Weder Theater, noch Kino: Katie Mitchells dritte Kunstform in »Schatten«

von Joseph Pearson

26. September 2016

Selten habe ich so viel Technik und so viele an einer Produktion beteiligte Leute gesehen, wie auf der Probe zu »Schatten (Eurydike sagt)« – es sind bestimmt 50 Mitarbeiter. Regie, Ton und Video arbeiten geschäftig an langen Tischen. Auf der Bühne befinden sich Kameraleute und Techniker mit Mikrofongalgen, Bühnenarbeiter umkreisen die Schauspieler und ein aufwändiges baukastenartiges Bühnenbild. Bodenmarkierungen, Drähte, Kabel, Monitore und ein alter VW Käfer überkreuzen sich auf komplexe Weise. Ich habe gehört, dass sich irgendwo im Hintergrund ein Schlangenbändiger aufhält, und sogar eine echte Schlange, der allerdings die Giftzähne gezogen worden sind. Anfangs setze ich mich in die fünfte Reihe, muss mich aber immer weiter zurückziehen, um das spannende Spektakel voll und ganz aufnehmen zu können.

In dem ganzen Gewühl gibt es scheinbar einen Ort der Besinnung: Die Regisseurin, über deren Stuhl eine schwarze Lederjacke hängt. Ruhig macht sie sich Notizen, dann beugt sie sich zu den Kollegen hinüber und gibt gedämpfte Anweisungen. Hin und wieder trinkt sie einen Schluck Wasser oder isst eine Reiswaffel. So viel ruhige Besonnenheit erstaunt mich.

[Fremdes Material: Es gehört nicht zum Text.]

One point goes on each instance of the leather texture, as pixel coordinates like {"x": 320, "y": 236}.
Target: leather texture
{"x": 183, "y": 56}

Während unseres Gesprächs in einer Teepause sagt Mitchell dazu: »Im Laufe der Jahre habe ich gelernt, dass Delegieren eine der Stärken guter Regiearbeit ist, jedenfalls meiner Meinung nach. Was ist meine Aufgabe? Ich bin die Person mit dem Plan, dem Konzept. Ich schaffe die Landschaft, in der das Stück stattfinden kann, die Regeln, und sorge dafür, dass wir uns alle innerhalb dieser Regeln bewegen. Außerdem muss ich dafür sorgen, dass dieses Netzwerk funktioniert, dass es keine Schwachstellen gibt, die zu mangelhafter Kommunikation und damit einem schlechten Ergebnis führen. Aber was verschafft mir eigentlich das Delegieren? Mehr Freiraum, um mir wirklich brillante Lösungen für Probleme überlegen zu können. Je mehr ich also Aufgaben an wahnsinnig talentierte Menschen delegiere, die in diesen Bereichen Fachleute sind, desto mehr Zeit verschaffe ich mir. Es ist aber schon ein bisschen hektischer als es aussieht. Ich schreie nur nicht so viel herum, deshalb wirke ich ruhiger.«

Ich antworte: »Ich glaube, das ist eins der großen Probleme für Künstler: einen angemessenen Abstand zu entwickeln, um tatsächlich die eigene Arbeit wahrnehmen zu können – «

Sie nickt: »Ja, wenn man drin steckt – zu nah dran ist – muss man die Dinge auch mit einer gewissen Distanz betrachten können.«

Ohne zu viel zu verraten (diese Technik fand schließlich auch in anderen Produktionen von Mitchell Anwendung): Das Publikum sieht dabei zu, wie ein Film auf der Bühne gedreht wird, während oben drüber das Endprodukt in Echtzeit projiziert wird. Was »Schatten (Eurydike sagt)« letztlich ausmacht, ist eine minutiöse und virtuose Choreografie aus hunderten von Stichworten, die sich in einem bemerkenswerten Tempo bewegt und all diese Video-, Ton-, Schauspiel- und Design-Talente mit einbezieht.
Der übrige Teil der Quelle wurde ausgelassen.